Les mouvements de ceux « sans place » montrent pourtant une vérité essentielle : le système n’est pas extensible à tous. Ils révèlent la limite d’un monde clos sur lui-même. Leur simple existence indique que ce qu’on nomme « le monde » n’est qu’une portion du réel. À nous d’ouvrir l’autre portion : celle du désirable, du vivable, du solidaire. Les alternatives locales ne sont donc pas des refuges, mais des germes d’un autre imaginaire collectif. Quand des femmes et des hommes expérimentent ensemble d’autres manières de produire, d’éduquer, de construire, ils modifient le réel, et ce réel transformé attire à lui ceux qui s’en croyaient exclus.

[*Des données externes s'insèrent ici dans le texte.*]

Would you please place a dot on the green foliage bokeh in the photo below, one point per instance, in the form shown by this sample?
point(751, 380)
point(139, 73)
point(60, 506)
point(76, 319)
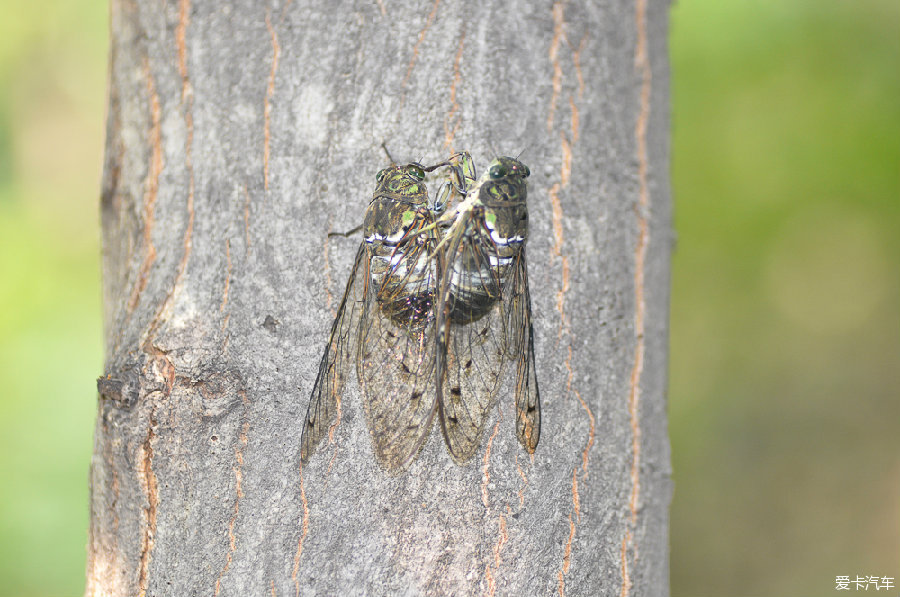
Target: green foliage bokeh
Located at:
point(785, 347)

Penser le monde autrement : une approche systémique et compossible

Enfin, toute transformation durable suppose une vision globale. Le problème du monde contemporain n’est pas seulement moral, il est structurel. Comment éviter qu’une infime minorité s’approprie les richesses de la planète ? La réponse ne viendra pas d’un slogan, mais d’une patiente intelligence collective, capable de débattre, de confronter, de relier.

Il faut sortir du discours purement idéologique, souvent abstrait et déconnecté de l’expérience vécue. On ne convainc pas en promettant un monde hypothétique où tout irait mieux, mais en partant du réel de ceux à qui l’on parle. Les grandes théories ne suffisent plus : seule la rencontre entre l’idéal et le concret, entre la pensée et le terrain, peut engendrer une transformation profonde. Pour cela, il faut multiplier les espaces de dialogue : assemblées populaires, cercles citoyens, lieux de controverse où la parole retrouve sa dignité. C’est là que l’utopie rencontre le réel, et que le réel s’ouvre à l’utopie. Encore faut-il distinguer le possible du compossible, selon Leibniz : tout n’est pas compatible avec les lois du vivant ni avec les cultures humaines. Le rêve doit s’enraciner dans la matière, faute de quoi il devient dystopie. L’imagination, pour être féconde, doit apprendre à dialoguer avec les limites du monde.

Conclusion : du Je au Nous

Bienvenue dans le XXIᵉ siècle : un temps pressé, avide, impatient. Nous voulons tout, tout de suite. Mais la révolution, la vraie, demande lenteur et maturation. Changer le monde n’est pas une opération marketing : c’est un travail de sédimentation, de discernement et de patience.

La colère des peuples, qu’on pense aux indignés, aux gilets jaunes, aux mouvements écologistes, a déjà révélé un désaccord profond avec l’ordre établi. Mais l’indignation ne suffit pas : elle doit se muer en construction collective. Comme l’écrivait Camus, la révolte véritable ne s’arrête pas au « non » : elle dit aussi « oui » à la vie, à la communauté, à l’avenir. Passer du je au nous, du refus à la création, voilà le chantier qui s’ouvre devant nous.

Entre le réel et l’imaginaire, il nous reste à retrouver l’enchantement du faire ensemble. Le cadre social, nécessaire à toute construction, ne doit pas devenir une prison. Qu’il soit souple, élastique, respirant, capable d’accueillir les mutations du vivant. Alors seulement, la politique redeviendra ce qu’elle aurait toujours dû être : une poétique du monde en devenir.